The other consideration when it comes to Schneider’s future on Broadway, ironically, is tied to the Miller trade. The Rangers have high hopes for Morrow, a raw but talented former second-round pick by Carolina who boasts the puck-moving skills and offensive abilities from the blue line that are in short supply on the Rangers roster beyond Fox. Like Schneider, he’s a right-hand shot, and though he might not be ready to be an NHL regular just yet, the organization believes his time is not far off.
“We’re also excited about his game and potentially where it could go,” coach Mike Sullivan told the New York Post this week. “He’s a really good puck mover. We think he has decent instincts offensively. He can help us with a transition game. He’s pretty good along the offensive blue line. He has good size (6-foot-2, 210 pounds). I think, positionally, there’s an opportunity for growth there and I think we’ve got a chance to help him. Physically, I think he’s capable of playing at this level. He’s hockey strong, and he has good size.”
Morrow is on an entry-level contract that expires this summer and is far more affordable than Schneider going forward. As with Miller, that could prove to be the biggest factor in whether Schneider remains with the Rangers after this season.

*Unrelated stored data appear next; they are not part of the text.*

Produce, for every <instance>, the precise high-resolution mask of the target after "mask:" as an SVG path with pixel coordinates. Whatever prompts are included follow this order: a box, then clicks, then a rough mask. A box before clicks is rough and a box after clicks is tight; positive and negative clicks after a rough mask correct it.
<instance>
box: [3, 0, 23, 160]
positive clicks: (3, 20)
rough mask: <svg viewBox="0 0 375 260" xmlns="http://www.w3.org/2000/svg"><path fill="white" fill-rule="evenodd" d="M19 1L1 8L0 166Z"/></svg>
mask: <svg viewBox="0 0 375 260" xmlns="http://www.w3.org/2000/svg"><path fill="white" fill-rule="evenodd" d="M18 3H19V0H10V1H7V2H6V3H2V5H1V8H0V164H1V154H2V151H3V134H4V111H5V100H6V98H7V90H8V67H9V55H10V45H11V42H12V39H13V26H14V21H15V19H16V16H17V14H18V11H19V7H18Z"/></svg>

Completing a two-year, $4.4 million bridge contract, the 24-year-old will be a restricted free agent with arbitration rights July 1. He’ll be seeking a longer-term deal with a raise this time. However, Schneider could wind up with another bridge deal since he can’t be an unrestricted free agent until 2028.
The Rangers, though expected to finally get some cap relief after this season, don’t want to be in the business of paying big bucks to third-pair defenders. With Fox and Borgen signed to expensive long-term deals as the top two options on Schneider’s natural side, another big financial commitment at that spot seems like bad cap management.
Add it all up, and the Rangers appear to be at essentially the same decision-making point they were with Miller – needing to commit long-term to a still-promising young player from whom they haven’t seen enough to do so. Schneider’s situation would seem to be even more precarious than Miller’s was because his road upward in the defensive corps appears blocked, and because the club might have a cheap replacement with a decent upside. And don’t forget, Miller was a top-four staple for years, a role Schneider’s never had.
Miller’s potential allowed him to remain an attractive trade piece, and the Rangers received a significant return for him. Something similar might be in the cards for Schneider, who remains a commodity as a young right-handed defenseman with size. Another team is sure to be convinced that Schneider, like Miller, simply needs a change of scenery and a different coaching voice. The Rangers, after all, don’t exactly have a good reputation for developing young blueliners.
Miller’s playing well for the Hurricanes, who gave him the long-term contract he desired, proving that a new situation was just what he needed. That could also end up being the case for Schneider, whom the club might have little choice but to send elsewhere once the summer arrives.